How Clojure works: namespace metadata
In the first How Clojure works post, we examined how a Clojure namespace bootstraps itself. In particular, we saw how beguiling the following program can be.
(ns greeter.hello)
This program actually ends up creating three classes, including two anonymous function classes, each with a static initializer and a handful of constants.
Although I had promised looking at how a def
works, I'd like to first add a
bit more to our namespace declaration. Let's add some metadata:
(ns greeter.hello "A simple namespace, worth decompiling." {:author "Daniel Solano Gómez"})
We have added a namespace docstring as well as an attribute map that will be added to the namespace metadata. What do you think will be the result?
Anticipating the changes
Last time, we saw that ns
is a macro that actually does quite a bit. So,
let's expand it once (and clean up the result so that it can be read):
(do (in-ns 'greeter.hello) (with-loading-context (refer 'clojure.core)) (if (.equals 'greeter.hello 'clojure.core) nil (do (dosync (commute @#'clojure.core/*loaded-libs* conj 'greeter.hello)) nil)))

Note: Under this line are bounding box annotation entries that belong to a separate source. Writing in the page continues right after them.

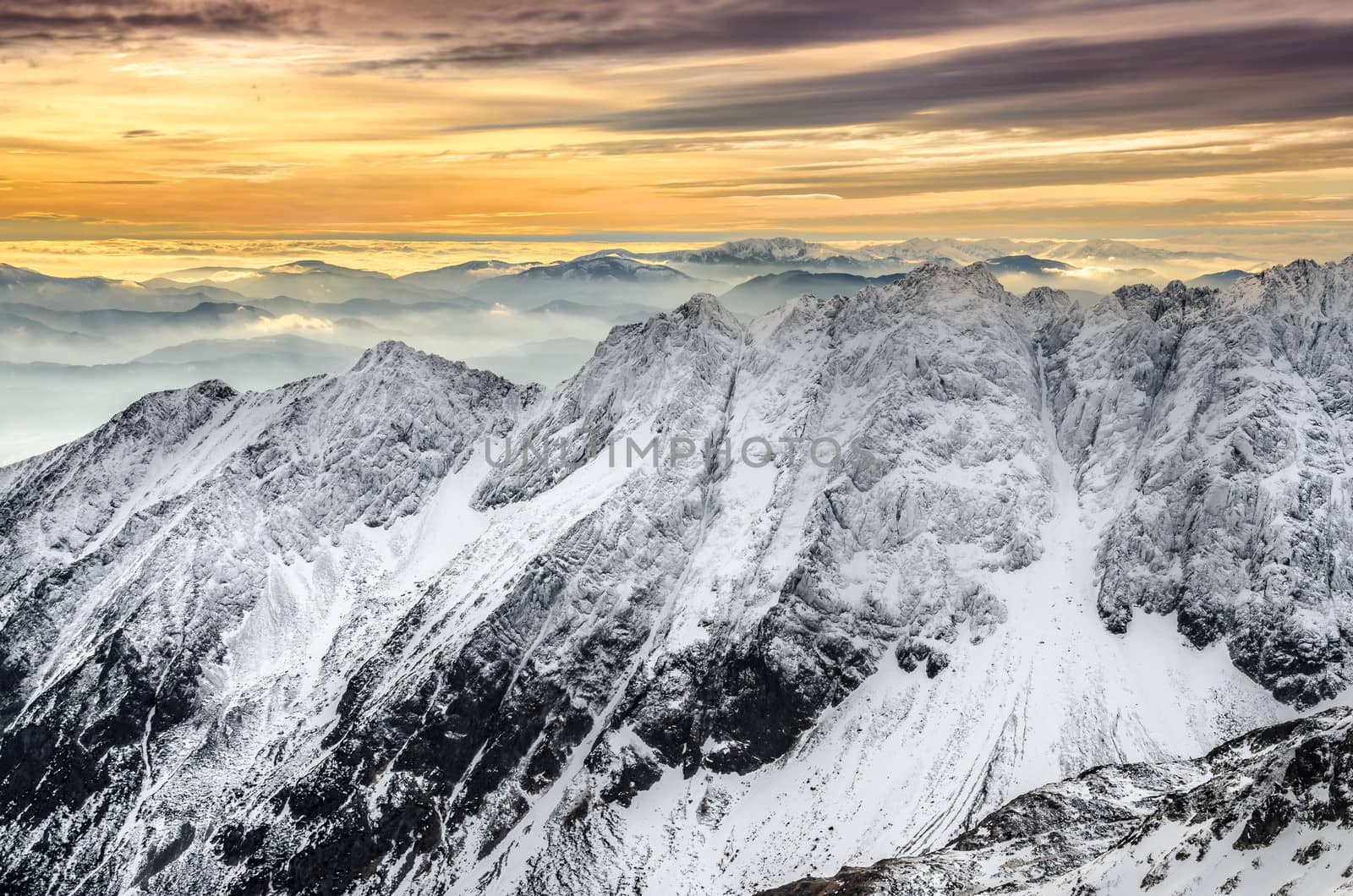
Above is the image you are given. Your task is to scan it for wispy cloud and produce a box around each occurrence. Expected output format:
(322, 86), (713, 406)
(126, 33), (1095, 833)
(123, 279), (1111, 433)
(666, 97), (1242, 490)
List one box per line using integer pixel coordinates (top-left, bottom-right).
(597, 22), (1353, 133)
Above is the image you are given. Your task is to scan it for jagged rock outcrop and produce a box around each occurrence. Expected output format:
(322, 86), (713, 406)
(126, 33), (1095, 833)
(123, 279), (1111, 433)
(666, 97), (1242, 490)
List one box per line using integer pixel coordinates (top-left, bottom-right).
(762, 708), (1353, 896)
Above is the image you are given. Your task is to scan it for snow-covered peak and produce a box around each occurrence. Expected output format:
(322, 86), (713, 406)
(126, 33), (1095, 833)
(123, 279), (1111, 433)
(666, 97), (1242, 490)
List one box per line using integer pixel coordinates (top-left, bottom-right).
(672, 292), (742, 331)
(1218, 256), (1353, 318)
(884, 261), (1019, 307)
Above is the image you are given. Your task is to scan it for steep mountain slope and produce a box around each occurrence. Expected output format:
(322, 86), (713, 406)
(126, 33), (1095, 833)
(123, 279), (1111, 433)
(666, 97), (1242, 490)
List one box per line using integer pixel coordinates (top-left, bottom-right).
(0, 260), (1353, 894)
(763, 709), (1353, 896)
(1050, 261), (1353, 707)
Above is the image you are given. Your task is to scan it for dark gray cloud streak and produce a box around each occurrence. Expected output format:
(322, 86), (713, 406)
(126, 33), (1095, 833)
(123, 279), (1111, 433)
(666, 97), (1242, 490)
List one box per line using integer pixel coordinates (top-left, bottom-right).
(338, 0), (1174, 72)
(0, 0), (296, 46)
(593, 22), (1353, 133)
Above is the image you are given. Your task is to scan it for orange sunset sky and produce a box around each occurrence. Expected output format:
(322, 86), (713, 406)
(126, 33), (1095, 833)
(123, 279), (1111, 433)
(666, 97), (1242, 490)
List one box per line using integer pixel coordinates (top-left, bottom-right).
(0, 0), (1353, 275)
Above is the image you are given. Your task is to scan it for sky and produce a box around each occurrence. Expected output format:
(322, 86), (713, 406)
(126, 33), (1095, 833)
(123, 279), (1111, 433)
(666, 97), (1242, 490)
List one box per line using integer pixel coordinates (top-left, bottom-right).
(0, 0), (1353, 272)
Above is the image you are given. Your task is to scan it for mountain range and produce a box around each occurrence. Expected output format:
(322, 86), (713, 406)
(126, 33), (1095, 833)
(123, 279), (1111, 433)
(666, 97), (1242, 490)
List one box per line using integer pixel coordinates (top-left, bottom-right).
(0, 249), (1353, 896)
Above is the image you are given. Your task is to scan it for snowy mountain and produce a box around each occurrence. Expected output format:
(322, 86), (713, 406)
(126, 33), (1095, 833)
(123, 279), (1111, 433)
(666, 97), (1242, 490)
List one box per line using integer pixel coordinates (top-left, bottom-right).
(0, 259), (1353, 896)
(762, 709), (1353, 896)
(469, 256), (720, 309)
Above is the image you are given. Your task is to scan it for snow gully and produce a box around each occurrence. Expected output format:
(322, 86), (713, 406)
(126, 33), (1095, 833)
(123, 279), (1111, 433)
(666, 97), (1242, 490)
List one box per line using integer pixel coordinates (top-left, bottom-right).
(483, 436), (849, 470)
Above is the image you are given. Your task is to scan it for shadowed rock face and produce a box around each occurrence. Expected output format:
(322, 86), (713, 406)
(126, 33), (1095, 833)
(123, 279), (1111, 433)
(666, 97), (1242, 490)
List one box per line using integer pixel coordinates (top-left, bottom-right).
(0, 255), (1353, 896)
(760, 709), (1353, 896)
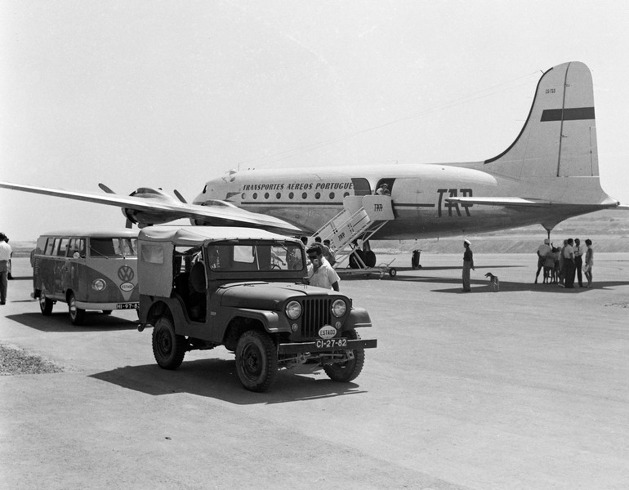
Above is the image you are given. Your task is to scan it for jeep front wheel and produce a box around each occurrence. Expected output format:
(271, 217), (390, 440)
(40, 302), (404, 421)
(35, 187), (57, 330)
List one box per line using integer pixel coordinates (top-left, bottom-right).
(153, 316), (186, 369)
(323, 330), (365, 383)
(236, 330), (277, 392)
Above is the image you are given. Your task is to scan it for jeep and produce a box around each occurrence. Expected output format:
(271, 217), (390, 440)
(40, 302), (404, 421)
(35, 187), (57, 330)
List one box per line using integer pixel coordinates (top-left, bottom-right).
(138, 226), (377, 392)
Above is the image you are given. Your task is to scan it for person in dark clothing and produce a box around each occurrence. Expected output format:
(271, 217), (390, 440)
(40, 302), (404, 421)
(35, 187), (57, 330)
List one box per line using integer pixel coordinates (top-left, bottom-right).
(574, 238), (585, 288)
(462, 240), (474, 293)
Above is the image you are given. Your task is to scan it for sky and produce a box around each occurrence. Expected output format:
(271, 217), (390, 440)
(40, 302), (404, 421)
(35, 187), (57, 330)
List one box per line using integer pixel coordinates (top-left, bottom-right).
(0, 0), (629, 241)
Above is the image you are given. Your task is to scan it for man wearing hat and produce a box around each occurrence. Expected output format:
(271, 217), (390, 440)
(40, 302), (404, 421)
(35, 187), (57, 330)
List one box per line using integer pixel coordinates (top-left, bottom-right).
(463, 238), (474, 293)
(535, 238), (553, 284)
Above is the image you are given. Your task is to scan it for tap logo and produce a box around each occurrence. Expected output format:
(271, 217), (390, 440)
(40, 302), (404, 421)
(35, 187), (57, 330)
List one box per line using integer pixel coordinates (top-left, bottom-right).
(118, 265), (135, 282)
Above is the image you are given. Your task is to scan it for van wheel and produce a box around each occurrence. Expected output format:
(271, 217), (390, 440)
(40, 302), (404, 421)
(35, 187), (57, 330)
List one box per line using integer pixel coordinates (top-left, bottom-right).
(323, 330), (365, 383)
(153, 316), (186, 369)
(39, 292), (54, 316)
(236, 330), (277, 392)
(68, 293), (85, 325)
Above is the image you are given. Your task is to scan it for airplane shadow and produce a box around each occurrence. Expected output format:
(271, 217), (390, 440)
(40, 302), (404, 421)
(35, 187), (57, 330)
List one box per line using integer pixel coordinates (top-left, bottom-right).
(6, 314), (138, 333)
(90, 359), (366, 405)
(425, 279), (629, 294)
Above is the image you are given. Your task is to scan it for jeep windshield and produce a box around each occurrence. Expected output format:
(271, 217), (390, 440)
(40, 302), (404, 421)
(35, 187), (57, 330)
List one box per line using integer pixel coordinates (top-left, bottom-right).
(207, 241), (305, 272)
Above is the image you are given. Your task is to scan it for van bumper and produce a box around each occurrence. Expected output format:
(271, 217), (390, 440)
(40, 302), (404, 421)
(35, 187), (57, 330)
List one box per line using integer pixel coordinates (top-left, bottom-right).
(76, 301), (140, 310)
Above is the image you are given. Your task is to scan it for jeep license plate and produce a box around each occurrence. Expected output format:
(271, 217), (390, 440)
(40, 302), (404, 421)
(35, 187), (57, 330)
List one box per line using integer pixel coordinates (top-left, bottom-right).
(116, 303), (140, 310)
(316, 338), (347, 349)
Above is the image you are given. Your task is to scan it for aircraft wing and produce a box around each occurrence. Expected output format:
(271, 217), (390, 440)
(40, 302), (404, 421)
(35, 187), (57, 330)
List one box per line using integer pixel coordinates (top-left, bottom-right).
(0, 182), (300, 232)
(445, 197), (629, 209)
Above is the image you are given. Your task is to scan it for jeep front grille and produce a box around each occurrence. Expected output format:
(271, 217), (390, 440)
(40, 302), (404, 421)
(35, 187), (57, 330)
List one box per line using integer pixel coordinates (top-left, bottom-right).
(301, 298), (332, 338)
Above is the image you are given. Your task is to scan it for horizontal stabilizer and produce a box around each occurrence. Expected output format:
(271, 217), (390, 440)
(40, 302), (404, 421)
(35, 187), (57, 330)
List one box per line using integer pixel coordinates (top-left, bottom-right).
(446, 197), (629, 209)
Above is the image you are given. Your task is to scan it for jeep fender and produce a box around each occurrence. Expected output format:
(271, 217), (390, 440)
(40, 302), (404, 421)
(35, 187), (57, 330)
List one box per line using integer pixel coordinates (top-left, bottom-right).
(343, 308), (371, 330)
(221, 308), (290, 333)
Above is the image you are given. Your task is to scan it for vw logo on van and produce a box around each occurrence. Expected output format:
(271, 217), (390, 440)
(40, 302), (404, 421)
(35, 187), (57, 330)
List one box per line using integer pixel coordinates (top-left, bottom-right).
(118, 265), (135, 282)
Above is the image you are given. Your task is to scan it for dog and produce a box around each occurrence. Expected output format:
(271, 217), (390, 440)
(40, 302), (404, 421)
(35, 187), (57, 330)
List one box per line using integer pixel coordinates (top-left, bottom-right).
(485, 272), (500, 293)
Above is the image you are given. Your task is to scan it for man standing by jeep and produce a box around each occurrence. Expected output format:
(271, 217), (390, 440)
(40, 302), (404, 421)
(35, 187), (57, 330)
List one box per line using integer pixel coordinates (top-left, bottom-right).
(304, 245), (341, 291)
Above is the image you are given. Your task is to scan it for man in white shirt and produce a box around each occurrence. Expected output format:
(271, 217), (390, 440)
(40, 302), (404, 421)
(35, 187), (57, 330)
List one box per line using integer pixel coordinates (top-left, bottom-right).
(0, 233), (12, 305)
(304, 245), (341, 291)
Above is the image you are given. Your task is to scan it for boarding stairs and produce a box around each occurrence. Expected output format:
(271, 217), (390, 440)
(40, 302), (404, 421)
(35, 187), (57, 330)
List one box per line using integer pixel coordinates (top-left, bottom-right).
(309, 195), (395, 269)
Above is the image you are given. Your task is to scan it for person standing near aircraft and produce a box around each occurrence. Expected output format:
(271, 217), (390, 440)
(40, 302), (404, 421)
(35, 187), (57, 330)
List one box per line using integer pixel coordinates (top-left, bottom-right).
(304, 245), (341, 291)
(583, 238), (594, 288)
(463, 239), (475, 293)
(535, 238), (552, 284)
(562, 238), (576, 288)
(0, 233), (12, 305)
(574, 238), (583, 288)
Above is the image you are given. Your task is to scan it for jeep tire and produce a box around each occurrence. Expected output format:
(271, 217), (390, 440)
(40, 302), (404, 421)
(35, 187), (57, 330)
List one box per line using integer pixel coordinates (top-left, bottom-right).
(323, 330), (365, 383)
(153, 316), (186, 369)
(236, 330), (277, 392)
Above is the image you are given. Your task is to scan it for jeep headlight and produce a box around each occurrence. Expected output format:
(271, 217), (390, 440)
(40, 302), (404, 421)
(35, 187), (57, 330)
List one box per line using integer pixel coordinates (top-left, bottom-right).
(332, 299), (347, 318)
(286, 300), (301, 320)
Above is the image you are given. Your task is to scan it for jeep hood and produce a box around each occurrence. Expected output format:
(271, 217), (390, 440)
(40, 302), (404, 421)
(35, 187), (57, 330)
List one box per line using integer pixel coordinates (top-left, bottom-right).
(216, 282), (339, 310)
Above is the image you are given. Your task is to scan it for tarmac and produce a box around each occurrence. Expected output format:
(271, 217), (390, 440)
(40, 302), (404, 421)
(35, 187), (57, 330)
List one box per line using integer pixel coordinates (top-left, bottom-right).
(0, 253), (629, 489)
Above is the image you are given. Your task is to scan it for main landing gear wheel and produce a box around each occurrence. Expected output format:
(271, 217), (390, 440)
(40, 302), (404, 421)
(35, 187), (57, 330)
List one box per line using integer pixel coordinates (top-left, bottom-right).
(236, 330), (277, 392)
(68, 293), (85, 325)
(39, 292), (53, 316)
(323, 330), (365, 383)
(153, 316), (186, 369)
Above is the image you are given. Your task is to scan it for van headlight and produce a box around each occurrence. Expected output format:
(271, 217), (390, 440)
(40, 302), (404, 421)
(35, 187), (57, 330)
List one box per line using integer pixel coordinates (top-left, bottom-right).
(332, 299), (347, 318)
(286, 300), (301, 320)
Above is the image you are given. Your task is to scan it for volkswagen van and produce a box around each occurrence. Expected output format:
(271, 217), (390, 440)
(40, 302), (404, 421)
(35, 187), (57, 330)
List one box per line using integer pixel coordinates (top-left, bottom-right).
(138, 226), (377, 391)
(32, 229), (139, 325)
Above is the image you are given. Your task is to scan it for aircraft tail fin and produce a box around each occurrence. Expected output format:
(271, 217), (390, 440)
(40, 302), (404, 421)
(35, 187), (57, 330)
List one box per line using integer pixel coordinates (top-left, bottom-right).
(483, 61), (599, 181)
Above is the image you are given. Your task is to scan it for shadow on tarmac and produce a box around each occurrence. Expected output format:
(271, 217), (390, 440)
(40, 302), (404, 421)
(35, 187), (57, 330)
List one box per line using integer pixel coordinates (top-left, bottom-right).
(6, 314), (138, 332)
(90, 359), (366, 405)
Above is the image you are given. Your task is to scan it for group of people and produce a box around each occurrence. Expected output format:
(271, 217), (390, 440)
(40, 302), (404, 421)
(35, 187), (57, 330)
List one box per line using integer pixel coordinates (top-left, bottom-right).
(535, 238), (594, 288)
(0, 233), (12, 305)
(301, 237), (341, 291)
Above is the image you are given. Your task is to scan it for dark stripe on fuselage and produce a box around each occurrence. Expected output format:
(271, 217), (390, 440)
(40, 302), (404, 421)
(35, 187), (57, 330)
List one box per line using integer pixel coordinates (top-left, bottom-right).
(541, 107), (594, 122)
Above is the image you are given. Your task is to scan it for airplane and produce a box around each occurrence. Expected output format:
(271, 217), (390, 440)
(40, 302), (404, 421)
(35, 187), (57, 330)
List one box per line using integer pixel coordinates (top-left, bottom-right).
(0, 62), (629, 260)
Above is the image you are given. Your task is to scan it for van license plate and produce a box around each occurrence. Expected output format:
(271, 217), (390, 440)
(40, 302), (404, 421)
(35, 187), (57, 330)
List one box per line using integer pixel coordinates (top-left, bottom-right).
(116, 303), (140, 310)
(316, 338), (347, 349)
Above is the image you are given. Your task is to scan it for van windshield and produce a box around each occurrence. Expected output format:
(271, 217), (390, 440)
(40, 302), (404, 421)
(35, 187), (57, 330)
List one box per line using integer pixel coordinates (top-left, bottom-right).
(90, 238), (138, 257)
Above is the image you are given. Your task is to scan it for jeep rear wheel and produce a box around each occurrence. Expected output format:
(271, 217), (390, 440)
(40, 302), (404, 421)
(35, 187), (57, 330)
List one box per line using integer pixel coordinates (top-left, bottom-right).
(236, 330), (277, 392)
(153, 316), (186, 369)
(323, 330), (365, 383)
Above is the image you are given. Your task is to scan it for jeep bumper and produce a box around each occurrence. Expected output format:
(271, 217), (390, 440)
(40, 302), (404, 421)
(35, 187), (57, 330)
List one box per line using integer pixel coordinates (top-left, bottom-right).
(277, 339), (378, 354)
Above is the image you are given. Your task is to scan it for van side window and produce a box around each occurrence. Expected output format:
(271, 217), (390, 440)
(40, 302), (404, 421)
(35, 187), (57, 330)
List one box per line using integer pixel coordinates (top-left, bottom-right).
(44, 238), (55, 255)
(68, 238), (85, 257)
(90, 238), (116, 257)
(57, 238), (70, 257)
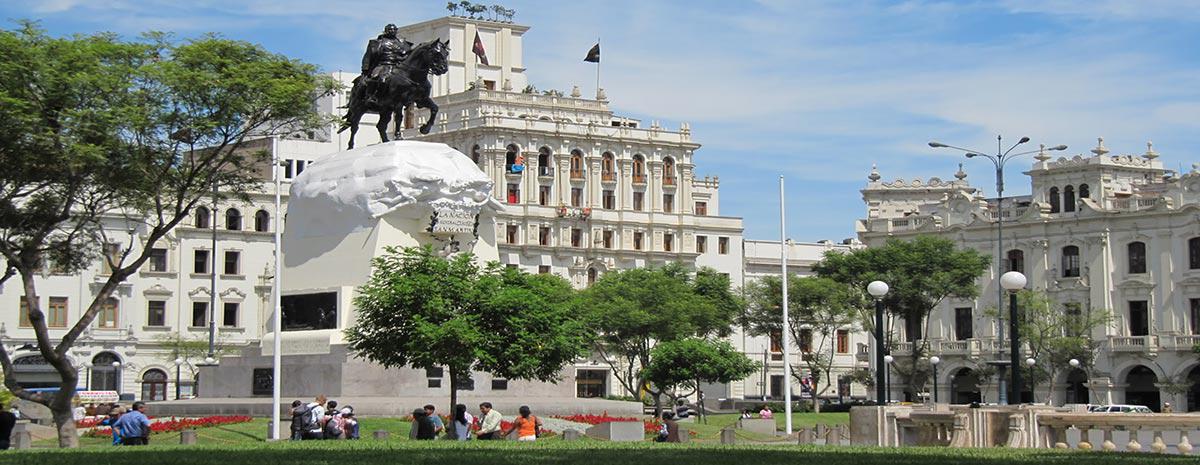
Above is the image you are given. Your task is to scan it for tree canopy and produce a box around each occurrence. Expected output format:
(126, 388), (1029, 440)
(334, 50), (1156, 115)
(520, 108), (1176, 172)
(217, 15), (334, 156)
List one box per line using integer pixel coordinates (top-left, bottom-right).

Well, that's interesting. It's not any different than what we had before. Where did the metadata go? Is it possible that it's all lost? That's not likely. Further macro-expansion won't help, so let's start decompiling.
Edit: As we see in the follow-up entry, using *print-meta*
allows us to see the metadata.
Decompilation overview
When we look at the list of generated classes, we find the same three generated classes as before¹:
greeter.hello__init
greeter.hello$fn__17
greeter.hello$loading__4910__auto__
We are still not seeing anything new, so it's time to break out the decompiler
and see what's going on at a deeper level. Let's start with the namespace
class, greeter.hello__init
.
greeter.hello__init
The class signature of greeter.hello__init
hasn't changed:
package greeter; import clojure.lang.*; public class hello__init { public static {}; public static final Var const__0; public static final AFn const__1; public static final AFn const__2; public static void load(); public static void __init0(); }
However, if we examine the decompiled code, we find some changes to the
__init0
method, so let's take a closer look at that.
__init0()
Examining the new content of the __init0
method, we begin to see what's going
on:
static void __init0() { const__0 = (Var)RT.var("clojure.core", "in-ns"); IObj iobj = (IObj)Symbol.intern(null, "greeter.hello"); Object[] meta = new Object[4]; meta[0] = RT.keyword(null, "author"); meta[1] = "Daniel Solano Gómez"; meta[2] = RT.keyword(null, "doc"); meta[3] = "A simple namespace, worth decompiling"; IPersistentMap metaMap = (IPersistentMap)RT.map(meta); const__1 = (AFn)iobj.withMeta(metaMap); const__2 = (AFn)Symbol.intern(null, "clojure.core"); }
As before, const__0
refers to the clojure.core/in-ns
var and const__2
refers to the clojure.core
symbol. The big difference here is that Clojure
is no longer storing the greeter.hello
symbol it creates. Instead, it
creates that symbol, 'adds'² the metadata to the symbol, and stores the
result in const__1
.
This explains, to some extent, where the metadata went. It has been preserved
by the compiler, but how can the Clojure runtime access the metadata? The
greeter.hello__init
class doesn't implement IMeta
. It seems unlikely that
the runtime would scour the class constants of loaded namespace classes looking
for metadata.
Clearly, there is more to investigate. Let's take a look at the
greeter.hello$loading__4910__auto__
class next.
greeter.hello$loading__4910__auto__
This is the class that implements (with-loading-context (refer
'clojure.core))
. It hasn't changed as a result of the new metadata, so let's
move onto the last generated class.
hello$fn__17
This is the anonymous function class that registers the namespace with Clojure. It effectively implements the following Clojure code:
(commute @#'clojure.core/*loaded-libs* conj 'greeter.hello)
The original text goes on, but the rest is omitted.